Renal Failure (Lupus Nephritis) is the Most Likely Explanation
The patient's presentation is classic for lupus nephritis with nephrotic syndrome, making renal failure (Option D) the correct answer. The combination of elevated creatinine (150 μmol/L), severe hypoalbuminemia (28 g/L), low complement levels (C3 0.5 g/L, C4 0.1 g/L), and fluid overload symptoms definitively points to active kidney disease as the primary driver of this clinical picture 1.
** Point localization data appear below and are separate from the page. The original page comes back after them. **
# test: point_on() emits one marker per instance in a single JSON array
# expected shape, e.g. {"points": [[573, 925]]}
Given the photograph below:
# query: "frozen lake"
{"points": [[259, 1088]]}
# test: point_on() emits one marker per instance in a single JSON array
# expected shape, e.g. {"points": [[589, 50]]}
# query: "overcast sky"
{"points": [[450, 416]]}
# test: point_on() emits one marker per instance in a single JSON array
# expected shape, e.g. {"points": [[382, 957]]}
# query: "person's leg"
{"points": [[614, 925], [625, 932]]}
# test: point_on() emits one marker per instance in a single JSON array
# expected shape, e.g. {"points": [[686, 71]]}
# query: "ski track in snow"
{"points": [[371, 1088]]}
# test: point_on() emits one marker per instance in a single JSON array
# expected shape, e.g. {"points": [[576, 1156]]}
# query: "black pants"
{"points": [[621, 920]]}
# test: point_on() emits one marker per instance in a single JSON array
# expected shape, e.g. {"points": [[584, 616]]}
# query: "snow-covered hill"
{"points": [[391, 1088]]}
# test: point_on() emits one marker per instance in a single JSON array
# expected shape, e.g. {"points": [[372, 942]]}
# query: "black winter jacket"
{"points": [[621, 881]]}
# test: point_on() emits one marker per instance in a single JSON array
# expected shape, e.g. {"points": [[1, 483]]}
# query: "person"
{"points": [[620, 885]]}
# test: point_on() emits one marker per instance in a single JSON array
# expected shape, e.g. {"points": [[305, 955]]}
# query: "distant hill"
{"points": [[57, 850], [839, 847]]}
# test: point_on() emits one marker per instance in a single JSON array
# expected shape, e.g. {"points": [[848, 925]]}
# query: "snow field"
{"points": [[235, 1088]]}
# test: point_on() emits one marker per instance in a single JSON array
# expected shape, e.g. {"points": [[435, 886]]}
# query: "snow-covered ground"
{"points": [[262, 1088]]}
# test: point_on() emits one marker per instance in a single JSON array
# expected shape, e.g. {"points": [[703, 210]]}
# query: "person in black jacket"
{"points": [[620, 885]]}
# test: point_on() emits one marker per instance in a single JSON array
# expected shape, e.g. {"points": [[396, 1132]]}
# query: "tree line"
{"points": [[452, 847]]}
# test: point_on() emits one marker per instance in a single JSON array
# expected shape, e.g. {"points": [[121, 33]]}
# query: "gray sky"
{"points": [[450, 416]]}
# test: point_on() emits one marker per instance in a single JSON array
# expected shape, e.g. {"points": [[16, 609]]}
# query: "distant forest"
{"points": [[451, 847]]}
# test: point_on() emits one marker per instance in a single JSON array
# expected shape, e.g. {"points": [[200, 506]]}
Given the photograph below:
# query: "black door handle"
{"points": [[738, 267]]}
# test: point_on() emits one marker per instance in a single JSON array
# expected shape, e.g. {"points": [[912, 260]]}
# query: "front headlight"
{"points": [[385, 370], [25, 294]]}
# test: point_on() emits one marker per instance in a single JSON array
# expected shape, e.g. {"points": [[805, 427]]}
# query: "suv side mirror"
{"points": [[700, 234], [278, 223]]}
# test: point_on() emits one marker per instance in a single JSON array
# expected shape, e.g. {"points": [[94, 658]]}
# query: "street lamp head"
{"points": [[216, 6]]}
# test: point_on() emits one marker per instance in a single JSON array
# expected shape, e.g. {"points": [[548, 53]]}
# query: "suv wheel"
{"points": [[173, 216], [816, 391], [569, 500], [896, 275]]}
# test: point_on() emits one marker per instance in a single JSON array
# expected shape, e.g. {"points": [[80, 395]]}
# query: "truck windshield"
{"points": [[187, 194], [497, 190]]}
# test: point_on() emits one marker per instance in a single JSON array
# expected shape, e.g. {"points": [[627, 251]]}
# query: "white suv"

Key Diagnostic Features Supporting Lupus Nephritis
Laboratory Evidence of Active Renal Disease:
- Elevated creatinine (150 μmol/L) indicates impaired glomerular filtration, a hallmark of lupus nephritis 1
- Severe hypoalbuminemia (28 g/L) reflects nephrotic-range proteinuria, which is strongly associated with active lupus nephritis and provides information on both presence and prognosis of renal involvement 1, 2
- Low complement C3 (0.5 g/L) and C4 (0.1 g/L) are significantly associated with active renal disease in SLE and can predict flares 1, 3
- The combination of these three parameters (creatinine, albumin, complement) has established predictive value for kidney involvement and survival at 5 years 1
Clinical Manifestations Explained by Nephrotic Syndrome:
- Lower-extremity edema to the knees and shifting dullness (ascites) result from severe hypoalbuminemia causing decreased oncotic pressure 4
- Shortness of breath with low oxygen saturation (90%) likely reflects pulmonary edema from fluid overload secondary to nephrotic syndrome 4
- The 3-month progressive course is consistent with untreated or undertreated lupus nephritis 1
Why Other Options Are Less Likely
Constrictive Pericarditis (Option A) - Not the Primary Problem: While the physical examination findings (jugular venous distention with inspiration, distant heart sounds, prominent early diastolic sound) could suggest pericardial disease, these findings do not explain the laboratory abnormalities 1. Specifically:
- Constrictive pericarditis does not cause elevated creatinine, hypoalbuminemia, or low complement levels 1
- The hypoalbuminemia is too severe (28 g/L) to be explained by cardiac disease alone 2
- Pericarditis in SLE would not typically present with such profound complement consumption 1
Myocardial Infarction (Option B) - Inconsistent with Presentation:
- No chest pain or cardiac enzyme elevation mentioned 1
- The chronic 3-month course contradicts acute MI 1
- Does not explain the nephrotic syndrome laboratory pattern 1
Liver Failure (Option C) - Insufficient Evidence: While AST (100 IU/L) and ALT (94 IU/L) are elevated, these levels are modest and insufficient to cause:
- The degree of hypoalbuminemia observed (liver synthetic function would need to be far more impaired) 1
- The elevated creatinine and low complement levels 1
- Hepatorenal syndrome would require more severe liver dysfunction 4
Clinical Implications and Management
Immediate Diagnostic Steps:
- Quantify proteinuria with urine protein-to-creatinine ratio to confirm nephrotic-range proteinuria (>3.5 g/day) 1
- Perform urine sediment analysis looking for red blood cell casts, white blood cell casts, or acanthocytes (≥5%) 1
- Consider kidney biopsy to classify the lupus nephritis according to ISN/RPS criteria and guide immunosuppressive therapy 1
Treatment Approach:
- Initial therapy should combine corticosteroids with either cyclophosphamide or mycophenolate mofetil (MMF) for proliferative lupus nephritis 1
- Hydroxychloroquine should be initiated unless contraindicated, as it reduces disease flares and improves outcomes 1
- The risk of doubling serum creatinine is 7.4-8.5% at 5 years, emphasizing the need for aggressive early treatment 1, 3
Common Pitfall to Avoid: Do not delay immunosuppressive therapy while pursuing extensive cardiac workup based on physical examination findings alone. The laboratory pattern unequivocally indicates active lupus nephritis requiring urgent treatment 1. Renal disease relapses are common (up to 45% of patients) and early aggressive treatment improves long-term kidney survival 1, 5.